In his book Expository Listening (read Challies’ review here), Ken Ramey offers a list of ways you can “Plan Ahead, and Schedule Your Week Around the Ministry of the Word.”

“For the majority of people, even church members, church is not the priority of their week. Too often school, work, sports, and other activities take precedence over going to church. They make the mistake of letting their time be ordered by the world, which views the weekends as a time to relax, to play sports, to stay up late and sleep in. For Christians, however, Sunday should be the most important day of the week. You should try to schedule your work, activities, get-togethers, and vacations around church. You should live by the principle that Sunday morning starts Saturday night.”

He offers several practical suggestions on how to prioritize the Lord’s Day:

  • Make it a habit to be home on Saturday night.
  • Be careful not to do, watch, or read anything that will cause lingering distractions in your mind the next day.
  • Get things ready on Saturday night to alleviate the typical Sunday morning rush (lay out clothes, set the table, write the offering check, stock the diaper bag, etc).
  • Get a good night’s sleep so you can be sharp and energetic to worship and serve God. It’s hard to listen when you’re nodding off.
  • Eat a simple but adequate breakfast that will hold you until lunch. It’s difficult to hear over the grumbling of your stomach.
  • Work together with the other members of your family to get ready, and to establish and maintain a godly atmosphere on the way to church. Listen to music, sing, and pray together.
  • Arrive at church ten minutes early instead of ten minutes late so you have enough time to find a parking spot, drop the kids off in the nursery or their Sunday school classes, get a cup of coffee, visit with your friends, and find a seat.

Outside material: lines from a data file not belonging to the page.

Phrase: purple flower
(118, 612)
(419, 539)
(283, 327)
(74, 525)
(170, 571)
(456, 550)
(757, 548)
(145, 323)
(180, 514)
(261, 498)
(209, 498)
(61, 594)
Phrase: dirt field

“When you fail to plan ahead,” he warns, “Sunday morning ends up becoming a chaotic crisis, and by the time you get to church, you are frustrated and frazzled and your heart is in no condition to receive the Word. But when you plan well and are able to arrive in a relaxed, leisurely way, you will be in a much more receptive frame of mind.”

I trust God might use these suggestions to prepare us all the more for our fellowship tomorrow and every Sunday to come.